Лавкрафт посмотрел сначала на небо, потом на воду, потом опять на небо и наконец на Джона. Внешне он конечно храбрился, но и Говард-то не дурак. Для кого-то вроде него человеческие мысли были прямо здесь, на самой поверхности. Хотя к Джону в голову он не лез. Просто было и без того видно, какое это его спокойствие сейчас совершенно напускное.

— Хорошо. Тогда наверное… Наверное то, что я к тебе чувствую, можно все-таки назвать любовью.

Джон поперхнулся слюной. Не то что бы он этого прям уж так не ожидал, нет, он конечно в глубине души надеялся, и все-таки… Внутри заворочалось что-то теплое. Снаружи продолжала тягуче литься песня звезд. А на самом рубеже сидел Джон с выпученными глазами и смотрел на того, кто только что признался ему во взаимности его чувств. Они ничего не говорили друг другу минуты две, неподвижно сидя рядом. Джон только сейчас заметил какая абсолютно ровная у Говарда кожа — не было ни шрамов от прыщиков, ни маленьких морщинок в уголках глаз, даже пор почти не видно. У обычных людей, конечно, так не бывает. А Говард обычный человек? Говард наверное вообще не человек. И Джон, вроде как, тоже не совсем человек. Как там говорилось? Каждой твари по паре? Забавная, наверное, ситуация.

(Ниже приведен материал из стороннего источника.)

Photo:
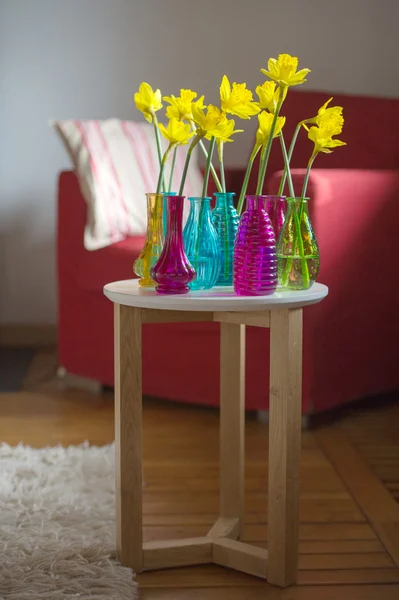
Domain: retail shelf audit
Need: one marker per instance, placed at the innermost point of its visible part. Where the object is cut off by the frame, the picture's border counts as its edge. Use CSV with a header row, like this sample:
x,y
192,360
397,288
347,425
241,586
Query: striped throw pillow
x,y
117,163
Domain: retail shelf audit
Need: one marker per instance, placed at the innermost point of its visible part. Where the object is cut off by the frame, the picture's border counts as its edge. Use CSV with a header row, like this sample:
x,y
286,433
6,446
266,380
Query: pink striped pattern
x,y
117,163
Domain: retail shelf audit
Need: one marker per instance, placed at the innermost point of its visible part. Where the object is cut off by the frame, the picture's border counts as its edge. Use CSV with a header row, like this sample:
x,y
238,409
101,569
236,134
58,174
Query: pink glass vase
x,y
276,208
173,271
255,259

Руки у Говарда худые и костлявые, но кожа на них нежная и как будто полупрозрачная — вон, все венки видно. У Джона руки совсем не такие. Но когда худые пальцы накрывают мозолистую ладонь, все что происходит снаружи как-то меркнет. Джон наконец-то думает, что все вообще-то совсем не важно, и ему пора перестать думать.

— Ладно, — он встает и отряхивает колени, — Пошли спать. Перед рассветом будет совсем холодно.

Уже в кровати, Джон немного колеблется. Нет, вообще-то мало что изменилось. Они по-прежнему лежат вместе, быт ведут, грубо говоря, тоже вместе. Просто теперь они вроде как договорились, что они друг друга любят. Он поворачивается на другой бок, лицом к Лавкрафту. Трудно сказать — спит он или нет. Но будь, что будет, думает Джон и прижимается губами ко лбу Говарда, слегка приподнявшись на локтях.

— Зачем? — Говард все-таки не спал.

— Ну, — Джон выдохнул, — У людей, ну, у некоторых, есть традиция целовать в лоб на ночь тех, кого они любят.

— Хорошо… Сделаешь так еще раз?

И Джон целует еще, в лоб, в скулы, в переносицу, проводит рукой по волосам Лавкрафта. Он пытается в этот маленький жест вложить все, что может, показать Говарду на практике, что такое любовь. А Говард не сопротивляется, наоборот, он довольно прикрыл глаза, как кот, и положил руку Джону на плечо.

— Если это — любовь, то я не против любить тебя, Джон Стейнбек.

— Да… Да, хорошо. Все, а теперь я точно ложусь спать, мне завтра еще за рулем целый день.

— А может…

— Нам за это «может» от босса прилетит, сам понимаешь.

Джон вздохнул и прикрыл глаза, натянув одеяло до самого подбородка. Отворачиваться обратно он не стал. Рядом с Говардом было и правда почему-то очень тепло.